France : des pratiques abusives de l'État contre l'éducation catholique sont dénoncées

France : des pratiques abusives de l'État contre l'éducation catholique sont dénoncées

Les écoles catholiques en France font l’objet de inspections étatiques considérées comme intrusives et abusives, selon un rapport du Secrétariat Général de l’Éducation Catholique (SGEC). Le document, publié le 8 décembre, dénonce des méthodes qui portent atteinte à la dignité du corps enseignant et à l’identité propre des établissements confessionnels, sous prétexte de garantir la qualité de l’éducation.

Selon Il Tempo, le rapport du SGEC —de 14 pages et largement diffusé par les agences de presse nationales— ne remet pas en question le principe de la supervision étatique, mais les pratiques employées par les inspecteurs, qualifiées d’« abusives » et « intrusives ». À l’avis de ses auteurs, ces actions ont fini par compromettre à la fois la dignité des éducateurs et le caractère spécifique des institutions scolaires catholiques, reconnu par la législation française.

Le durcissement des contrôles s’inscrit dans le climat généré après le cas Bétharram, lié au collège de la congrégation du Sacré-Cœur de Jésus dans les Pyrénées-Atlantiques, où des abus physiques et sexuels ont été dénoncés sur des décennies. À la suite de ce scandale, une commission parlementaire a réclamé un renforcement des inspections dans les établissements éducatifs pour garantir une meilleure protection des mineurs.
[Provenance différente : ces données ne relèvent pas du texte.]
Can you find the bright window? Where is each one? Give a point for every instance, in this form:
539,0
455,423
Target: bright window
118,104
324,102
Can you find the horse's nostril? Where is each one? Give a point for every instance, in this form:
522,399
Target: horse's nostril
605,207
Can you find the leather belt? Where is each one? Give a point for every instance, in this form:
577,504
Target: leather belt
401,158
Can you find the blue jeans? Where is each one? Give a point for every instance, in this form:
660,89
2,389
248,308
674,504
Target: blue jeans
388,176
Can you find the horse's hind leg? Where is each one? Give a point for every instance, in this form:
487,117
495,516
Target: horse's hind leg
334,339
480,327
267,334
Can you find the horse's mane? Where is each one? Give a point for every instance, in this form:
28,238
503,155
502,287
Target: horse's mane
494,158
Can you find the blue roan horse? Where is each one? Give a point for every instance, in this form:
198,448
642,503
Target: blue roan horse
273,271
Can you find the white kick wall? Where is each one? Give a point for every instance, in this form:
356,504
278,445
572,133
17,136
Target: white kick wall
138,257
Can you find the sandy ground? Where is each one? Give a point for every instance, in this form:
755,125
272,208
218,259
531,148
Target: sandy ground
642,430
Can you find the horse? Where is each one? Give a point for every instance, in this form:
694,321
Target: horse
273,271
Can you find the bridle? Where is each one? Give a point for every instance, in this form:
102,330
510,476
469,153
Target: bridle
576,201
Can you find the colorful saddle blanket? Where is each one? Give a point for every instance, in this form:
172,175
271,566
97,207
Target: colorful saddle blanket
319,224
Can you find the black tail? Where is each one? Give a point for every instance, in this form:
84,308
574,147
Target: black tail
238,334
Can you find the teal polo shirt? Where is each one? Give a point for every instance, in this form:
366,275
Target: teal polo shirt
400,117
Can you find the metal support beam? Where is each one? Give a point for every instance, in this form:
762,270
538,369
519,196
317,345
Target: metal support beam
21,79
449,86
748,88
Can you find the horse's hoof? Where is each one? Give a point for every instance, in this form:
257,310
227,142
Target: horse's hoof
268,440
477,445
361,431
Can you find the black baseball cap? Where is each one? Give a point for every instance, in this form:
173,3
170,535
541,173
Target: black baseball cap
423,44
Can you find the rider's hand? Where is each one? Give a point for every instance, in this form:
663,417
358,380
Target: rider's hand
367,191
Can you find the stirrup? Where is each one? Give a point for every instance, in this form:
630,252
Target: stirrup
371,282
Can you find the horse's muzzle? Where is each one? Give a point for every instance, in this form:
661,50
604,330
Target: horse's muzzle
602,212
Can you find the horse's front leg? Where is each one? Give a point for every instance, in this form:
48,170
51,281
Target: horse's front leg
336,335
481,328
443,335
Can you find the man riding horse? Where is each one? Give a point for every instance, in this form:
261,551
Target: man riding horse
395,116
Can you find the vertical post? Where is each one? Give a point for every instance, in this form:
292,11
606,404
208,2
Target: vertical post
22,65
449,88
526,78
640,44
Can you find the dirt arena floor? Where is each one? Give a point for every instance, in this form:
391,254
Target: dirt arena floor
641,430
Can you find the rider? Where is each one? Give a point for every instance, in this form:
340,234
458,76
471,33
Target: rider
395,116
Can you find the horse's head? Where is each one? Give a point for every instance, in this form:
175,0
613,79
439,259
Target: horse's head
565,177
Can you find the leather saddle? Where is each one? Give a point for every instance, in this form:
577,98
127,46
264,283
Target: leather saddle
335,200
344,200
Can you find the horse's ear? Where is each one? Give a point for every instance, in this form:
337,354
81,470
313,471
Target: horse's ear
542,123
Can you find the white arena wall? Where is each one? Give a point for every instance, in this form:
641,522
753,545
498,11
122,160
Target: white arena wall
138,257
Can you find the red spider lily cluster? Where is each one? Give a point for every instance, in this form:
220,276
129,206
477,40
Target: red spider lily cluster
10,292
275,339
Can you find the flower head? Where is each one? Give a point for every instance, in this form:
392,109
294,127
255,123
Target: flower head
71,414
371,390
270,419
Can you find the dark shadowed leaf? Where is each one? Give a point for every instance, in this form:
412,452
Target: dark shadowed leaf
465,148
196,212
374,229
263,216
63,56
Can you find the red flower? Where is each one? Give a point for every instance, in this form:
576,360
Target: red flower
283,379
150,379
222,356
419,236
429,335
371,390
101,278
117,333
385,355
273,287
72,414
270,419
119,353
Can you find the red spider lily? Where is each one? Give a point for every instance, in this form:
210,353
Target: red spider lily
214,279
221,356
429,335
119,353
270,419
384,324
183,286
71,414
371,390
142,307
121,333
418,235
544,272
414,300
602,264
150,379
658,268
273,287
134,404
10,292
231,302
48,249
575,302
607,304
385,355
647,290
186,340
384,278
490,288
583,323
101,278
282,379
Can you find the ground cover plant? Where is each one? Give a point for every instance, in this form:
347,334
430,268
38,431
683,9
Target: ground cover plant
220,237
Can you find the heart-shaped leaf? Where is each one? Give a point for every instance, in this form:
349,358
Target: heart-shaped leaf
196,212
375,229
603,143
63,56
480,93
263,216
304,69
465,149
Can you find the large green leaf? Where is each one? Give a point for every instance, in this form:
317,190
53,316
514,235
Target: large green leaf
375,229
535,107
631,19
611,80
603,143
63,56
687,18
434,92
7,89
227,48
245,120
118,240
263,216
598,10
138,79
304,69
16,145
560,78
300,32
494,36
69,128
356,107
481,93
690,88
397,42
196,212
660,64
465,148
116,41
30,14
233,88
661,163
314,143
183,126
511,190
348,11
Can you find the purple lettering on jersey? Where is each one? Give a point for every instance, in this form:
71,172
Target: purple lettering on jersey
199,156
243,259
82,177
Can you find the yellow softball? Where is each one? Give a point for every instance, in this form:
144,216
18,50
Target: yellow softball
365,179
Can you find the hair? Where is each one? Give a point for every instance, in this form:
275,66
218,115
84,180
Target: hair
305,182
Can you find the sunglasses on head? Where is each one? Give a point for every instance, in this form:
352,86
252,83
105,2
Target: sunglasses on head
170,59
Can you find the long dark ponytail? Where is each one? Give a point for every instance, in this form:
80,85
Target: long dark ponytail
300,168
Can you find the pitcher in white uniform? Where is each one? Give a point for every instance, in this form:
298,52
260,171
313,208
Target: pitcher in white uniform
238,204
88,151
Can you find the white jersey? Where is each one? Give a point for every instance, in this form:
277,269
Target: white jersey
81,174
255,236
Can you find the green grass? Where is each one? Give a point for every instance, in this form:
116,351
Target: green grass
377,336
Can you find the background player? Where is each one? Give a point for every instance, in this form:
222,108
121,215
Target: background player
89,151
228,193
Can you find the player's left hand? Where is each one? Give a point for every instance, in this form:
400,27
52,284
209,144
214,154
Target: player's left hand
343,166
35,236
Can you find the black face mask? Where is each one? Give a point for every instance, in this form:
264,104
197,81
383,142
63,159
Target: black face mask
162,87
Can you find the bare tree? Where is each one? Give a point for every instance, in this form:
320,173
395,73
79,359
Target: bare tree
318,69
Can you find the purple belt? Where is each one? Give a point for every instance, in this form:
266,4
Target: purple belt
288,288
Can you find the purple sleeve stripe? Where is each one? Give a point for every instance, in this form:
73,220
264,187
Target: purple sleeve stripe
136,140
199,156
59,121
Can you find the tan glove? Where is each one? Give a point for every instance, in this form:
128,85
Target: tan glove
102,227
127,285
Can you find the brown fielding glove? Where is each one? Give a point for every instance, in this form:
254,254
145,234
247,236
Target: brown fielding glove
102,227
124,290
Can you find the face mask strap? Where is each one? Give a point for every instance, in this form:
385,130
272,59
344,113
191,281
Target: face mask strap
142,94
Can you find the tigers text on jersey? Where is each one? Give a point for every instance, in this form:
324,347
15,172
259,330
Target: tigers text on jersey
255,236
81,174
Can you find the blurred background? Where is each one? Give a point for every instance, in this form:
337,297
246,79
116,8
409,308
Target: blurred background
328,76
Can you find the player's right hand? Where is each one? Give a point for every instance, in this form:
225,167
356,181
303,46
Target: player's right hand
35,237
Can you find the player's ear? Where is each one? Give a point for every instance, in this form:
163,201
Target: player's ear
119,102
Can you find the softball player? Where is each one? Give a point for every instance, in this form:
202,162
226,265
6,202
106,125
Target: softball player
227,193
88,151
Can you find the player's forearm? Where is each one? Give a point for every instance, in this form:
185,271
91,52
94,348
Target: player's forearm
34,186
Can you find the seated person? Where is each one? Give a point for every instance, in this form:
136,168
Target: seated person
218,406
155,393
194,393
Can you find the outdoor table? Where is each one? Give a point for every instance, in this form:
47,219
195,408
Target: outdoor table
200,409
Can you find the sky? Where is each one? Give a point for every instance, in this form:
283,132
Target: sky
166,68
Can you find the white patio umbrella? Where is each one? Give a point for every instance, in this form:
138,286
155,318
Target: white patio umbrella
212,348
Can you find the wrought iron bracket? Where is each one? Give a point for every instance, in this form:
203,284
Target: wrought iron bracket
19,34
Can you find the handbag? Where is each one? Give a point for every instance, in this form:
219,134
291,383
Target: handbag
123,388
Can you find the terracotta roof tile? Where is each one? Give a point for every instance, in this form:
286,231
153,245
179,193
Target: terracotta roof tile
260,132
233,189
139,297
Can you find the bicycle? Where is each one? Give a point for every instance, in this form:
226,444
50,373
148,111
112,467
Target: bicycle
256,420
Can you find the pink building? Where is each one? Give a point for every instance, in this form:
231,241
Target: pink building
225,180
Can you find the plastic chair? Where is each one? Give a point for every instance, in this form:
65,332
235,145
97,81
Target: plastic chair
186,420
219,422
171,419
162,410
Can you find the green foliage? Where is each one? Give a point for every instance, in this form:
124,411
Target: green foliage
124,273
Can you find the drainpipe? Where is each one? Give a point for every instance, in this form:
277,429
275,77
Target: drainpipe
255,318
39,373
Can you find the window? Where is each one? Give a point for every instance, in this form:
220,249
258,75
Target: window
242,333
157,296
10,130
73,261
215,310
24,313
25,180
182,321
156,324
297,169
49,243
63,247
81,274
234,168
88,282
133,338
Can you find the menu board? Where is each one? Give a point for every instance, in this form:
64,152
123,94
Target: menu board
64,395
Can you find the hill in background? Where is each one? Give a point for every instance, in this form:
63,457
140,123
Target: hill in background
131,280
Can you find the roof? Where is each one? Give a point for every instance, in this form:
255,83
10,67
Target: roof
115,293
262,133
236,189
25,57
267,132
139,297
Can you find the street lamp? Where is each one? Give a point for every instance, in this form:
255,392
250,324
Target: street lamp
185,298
Cependant, dès le début de cette nouvelle phase de contrôles, des responsables d’écoles catholiques ont exprimé leur crainte d’une instrumentalisation politique des inspections. Des témoignages recueillis par le SGEC lui-même décrivent des « démonstrations de force disproportionnées », avec des inspecteurs qui se seraient présentés en groupes nombreux, entrant sans préavis dans les salles de classe, interrompant les cours, photographiant les espaces scolaires, interrogeant directement les élèves et fouillant les sacs à dos.

Selon EWTN, certains enseignants ont dénoncé le fait que les inspecteurs soient entrés dans les salles de classe sans s’identifier, aient examiné des cahiers pendant les leçons ou aient interrogé le personnel devant les enfants. Le rapport considère particulièrement préoccupantes les questions sur les pratiques religieuses personnelles, comme la fréquentation de la messe dominicale, ainsi que la photographie de journaux spirituels des élèves, conçus comme des documents privés. Il est également fait mention de pressions pour retirer des symboles et références chrétiennes des projets éducatifs, en contradiction avec la reconnaissance juridique du caractère propre des écoles catholiques.

Le document recueille en outre des indications d’inspecteurs visant à réduire le caractère distinctif des établissements au profit d’une conception strictement laïque de l’éducation publique. Dans l’un des cas cités, une école a été incitée à subordonner son charisme religieux à la mission étatique de l’enseignement, ce que les auteurs interprètent comme une tentative d’imposition idéologique incompatible avec la liberté éducative.

Pour le SGEC, l’ampleur et l’intensité de ces inspections mettent en lumière une tension croissante entre le principe de laïcité de l’État français et le droit des parents à une éducation conforme à leurs convictions, un droit fondamental que le rapport considère menacé par la dérive actuelle des contrôles.